The editor got in touch with the offer at 11am and by 11.45am I had the story done. 

That was the fastest $320 I ever earned!

It may seem impossible to land clients or editors like this.

But believe me, once you have developed a strong relationship where they know they can rely on you, you’ll have more work than you can handle. 


I really loved my coaching sessions in May, too.  

I love working with writers and hearing what motivates them.

It’s super rewarding (for me and them) when we dive deep into where they feel stuck and hatch a plan to tackle the blocks. 

Here’s some feedback from one recent coaching client:

How lovely is that?

I have to admit, most of the time, writers only need a few new strategies or tweaks to their current approach. Then they’re on their way. 

A resource I’d recommend

I really loved this article by Julio Vincent Gambuto about how to ‘power up your language to revolutionise your freelance life’. 

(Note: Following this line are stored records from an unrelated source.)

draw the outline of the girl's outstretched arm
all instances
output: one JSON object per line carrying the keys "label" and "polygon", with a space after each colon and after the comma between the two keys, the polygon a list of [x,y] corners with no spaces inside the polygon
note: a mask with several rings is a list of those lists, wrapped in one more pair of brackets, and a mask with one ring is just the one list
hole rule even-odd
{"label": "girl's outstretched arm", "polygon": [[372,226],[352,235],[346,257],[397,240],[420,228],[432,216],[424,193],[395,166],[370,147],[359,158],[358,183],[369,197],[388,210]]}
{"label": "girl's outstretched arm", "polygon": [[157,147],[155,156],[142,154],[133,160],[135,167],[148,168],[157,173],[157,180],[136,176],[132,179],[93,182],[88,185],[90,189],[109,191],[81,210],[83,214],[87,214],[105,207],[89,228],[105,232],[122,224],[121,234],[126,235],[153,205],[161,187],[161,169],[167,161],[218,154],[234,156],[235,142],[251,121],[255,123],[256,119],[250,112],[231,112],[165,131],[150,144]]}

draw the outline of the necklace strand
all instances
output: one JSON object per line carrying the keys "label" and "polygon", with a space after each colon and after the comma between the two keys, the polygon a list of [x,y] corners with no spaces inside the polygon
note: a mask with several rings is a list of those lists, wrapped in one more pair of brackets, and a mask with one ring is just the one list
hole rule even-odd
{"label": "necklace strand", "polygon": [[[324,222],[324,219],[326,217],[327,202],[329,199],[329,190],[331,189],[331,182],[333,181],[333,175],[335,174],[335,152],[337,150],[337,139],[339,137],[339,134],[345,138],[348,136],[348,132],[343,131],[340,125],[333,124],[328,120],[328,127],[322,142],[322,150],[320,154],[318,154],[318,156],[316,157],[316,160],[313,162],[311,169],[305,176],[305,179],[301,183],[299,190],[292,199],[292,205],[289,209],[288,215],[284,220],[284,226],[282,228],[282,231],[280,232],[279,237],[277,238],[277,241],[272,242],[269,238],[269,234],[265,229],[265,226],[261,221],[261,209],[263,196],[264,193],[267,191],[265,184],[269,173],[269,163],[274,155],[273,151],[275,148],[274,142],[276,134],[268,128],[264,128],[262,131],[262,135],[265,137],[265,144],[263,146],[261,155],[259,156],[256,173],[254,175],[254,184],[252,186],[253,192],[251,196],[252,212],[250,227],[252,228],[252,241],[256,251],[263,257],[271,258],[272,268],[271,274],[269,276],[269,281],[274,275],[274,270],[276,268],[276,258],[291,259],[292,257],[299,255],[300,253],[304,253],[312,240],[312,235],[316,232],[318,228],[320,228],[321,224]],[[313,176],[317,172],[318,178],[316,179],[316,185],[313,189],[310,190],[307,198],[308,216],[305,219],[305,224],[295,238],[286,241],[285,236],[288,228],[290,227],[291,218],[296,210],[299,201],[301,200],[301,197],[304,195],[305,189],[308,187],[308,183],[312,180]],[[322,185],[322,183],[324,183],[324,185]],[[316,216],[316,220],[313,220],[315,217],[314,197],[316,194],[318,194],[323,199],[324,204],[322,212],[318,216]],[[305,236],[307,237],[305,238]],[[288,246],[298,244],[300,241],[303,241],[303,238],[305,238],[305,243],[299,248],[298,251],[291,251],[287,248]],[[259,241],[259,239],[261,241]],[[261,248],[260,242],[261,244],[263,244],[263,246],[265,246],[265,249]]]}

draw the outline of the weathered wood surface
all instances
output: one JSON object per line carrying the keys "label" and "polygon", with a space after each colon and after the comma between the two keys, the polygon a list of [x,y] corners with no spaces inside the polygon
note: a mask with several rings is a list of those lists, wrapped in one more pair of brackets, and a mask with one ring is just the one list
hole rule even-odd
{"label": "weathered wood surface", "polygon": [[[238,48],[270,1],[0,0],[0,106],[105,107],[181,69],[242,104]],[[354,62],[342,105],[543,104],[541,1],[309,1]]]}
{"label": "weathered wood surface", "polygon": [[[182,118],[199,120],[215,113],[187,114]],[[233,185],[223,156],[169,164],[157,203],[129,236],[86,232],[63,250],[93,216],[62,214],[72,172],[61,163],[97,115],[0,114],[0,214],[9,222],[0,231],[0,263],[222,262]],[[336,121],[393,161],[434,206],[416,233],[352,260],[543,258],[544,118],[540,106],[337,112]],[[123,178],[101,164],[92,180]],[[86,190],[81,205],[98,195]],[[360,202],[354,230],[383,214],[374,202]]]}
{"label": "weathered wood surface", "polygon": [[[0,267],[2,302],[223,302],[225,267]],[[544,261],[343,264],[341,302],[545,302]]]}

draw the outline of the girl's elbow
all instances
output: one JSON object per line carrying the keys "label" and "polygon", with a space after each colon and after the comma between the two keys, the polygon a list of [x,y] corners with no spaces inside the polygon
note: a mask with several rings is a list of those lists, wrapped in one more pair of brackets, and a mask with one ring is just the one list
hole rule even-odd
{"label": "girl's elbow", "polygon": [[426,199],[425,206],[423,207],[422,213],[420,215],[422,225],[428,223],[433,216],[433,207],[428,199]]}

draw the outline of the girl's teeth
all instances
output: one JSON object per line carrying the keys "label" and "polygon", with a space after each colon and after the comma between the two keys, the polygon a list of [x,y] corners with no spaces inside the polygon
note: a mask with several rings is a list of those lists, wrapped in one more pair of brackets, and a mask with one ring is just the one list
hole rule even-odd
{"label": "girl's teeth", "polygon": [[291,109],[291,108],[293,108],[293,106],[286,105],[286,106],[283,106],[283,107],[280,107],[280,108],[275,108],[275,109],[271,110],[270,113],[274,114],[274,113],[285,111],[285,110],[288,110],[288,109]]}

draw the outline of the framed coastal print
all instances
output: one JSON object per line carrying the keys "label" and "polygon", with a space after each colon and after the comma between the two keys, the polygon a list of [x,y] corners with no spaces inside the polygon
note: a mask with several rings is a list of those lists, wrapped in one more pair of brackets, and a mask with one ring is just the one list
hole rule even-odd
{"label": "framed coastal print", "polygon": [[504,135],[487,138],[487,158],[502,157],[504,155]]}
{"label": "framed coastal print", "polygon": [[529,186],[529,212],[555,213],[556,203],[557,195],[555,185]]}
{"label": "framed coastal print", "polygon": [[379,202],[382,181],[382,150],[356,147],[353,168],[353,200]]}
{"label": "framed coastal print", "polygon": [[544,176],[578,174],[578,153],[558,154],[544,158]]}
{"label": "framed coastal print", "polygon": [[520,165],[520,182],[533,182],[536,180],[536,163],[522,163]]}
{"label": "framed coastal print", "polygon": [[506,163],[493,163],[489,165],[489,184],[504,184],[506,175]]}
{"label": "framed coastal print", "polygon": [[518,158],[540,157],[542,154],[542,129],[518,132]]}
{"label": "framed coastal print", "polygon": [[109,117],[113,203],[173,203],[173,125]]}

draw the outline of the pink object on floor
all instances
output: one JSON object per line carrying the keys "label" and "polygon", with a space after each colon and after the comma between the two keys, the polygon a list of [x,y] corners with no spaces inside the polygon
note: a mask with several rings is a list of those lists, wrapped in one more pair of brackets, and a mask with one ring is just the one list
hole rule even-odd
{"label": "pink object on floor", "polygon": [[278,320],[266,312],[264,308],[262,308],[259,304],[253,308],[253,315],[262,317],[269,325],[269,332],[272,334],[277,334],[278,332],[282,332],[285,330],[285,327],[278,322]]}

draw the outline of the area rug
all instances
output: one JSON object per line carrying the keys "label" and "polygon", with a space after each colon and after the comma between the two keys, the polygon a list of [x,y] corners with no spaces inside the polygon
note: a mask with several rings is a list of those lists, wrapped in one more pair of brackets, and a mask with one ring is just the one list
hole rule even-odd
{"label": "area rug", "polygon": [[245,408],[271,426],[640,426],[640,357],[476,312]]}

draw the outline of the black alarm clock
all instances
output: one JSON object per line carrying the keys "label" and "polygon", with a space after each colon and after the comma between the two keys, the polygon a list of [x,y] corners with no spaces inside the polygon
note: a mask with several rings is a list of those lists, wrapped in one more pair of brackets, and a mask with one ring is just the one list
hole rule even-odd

The section about learning how to say no particularly resonated with me!

My income for May

Throughout May I only had two days a week to write, but I still put my income target at $5000 for the month.

You know me well enough to know that I like a challenge.

But with the way the world is at the moment, I’m not going to get too frazzled if I don’t end up meeting my goals.

So, I must admit, I was surprised when I tallied up my income at the end of the month.

In May, I was commissioned $7396 worth of work – more than $2K over my income target.

invoiced for $7399

With a total of 9 working days in May, that works out to be a day rate of over $800.

What do you think? I don’t think that’s too shabby given I felt pretty flat and unmotivated for lots of May.

June is shaping up to be a big month for me. 

I’m looking at investing very heavily in some professional development and I’m hoping to close this last month of the Australian financial year on a high. 

How was your May? What’s your plan for June?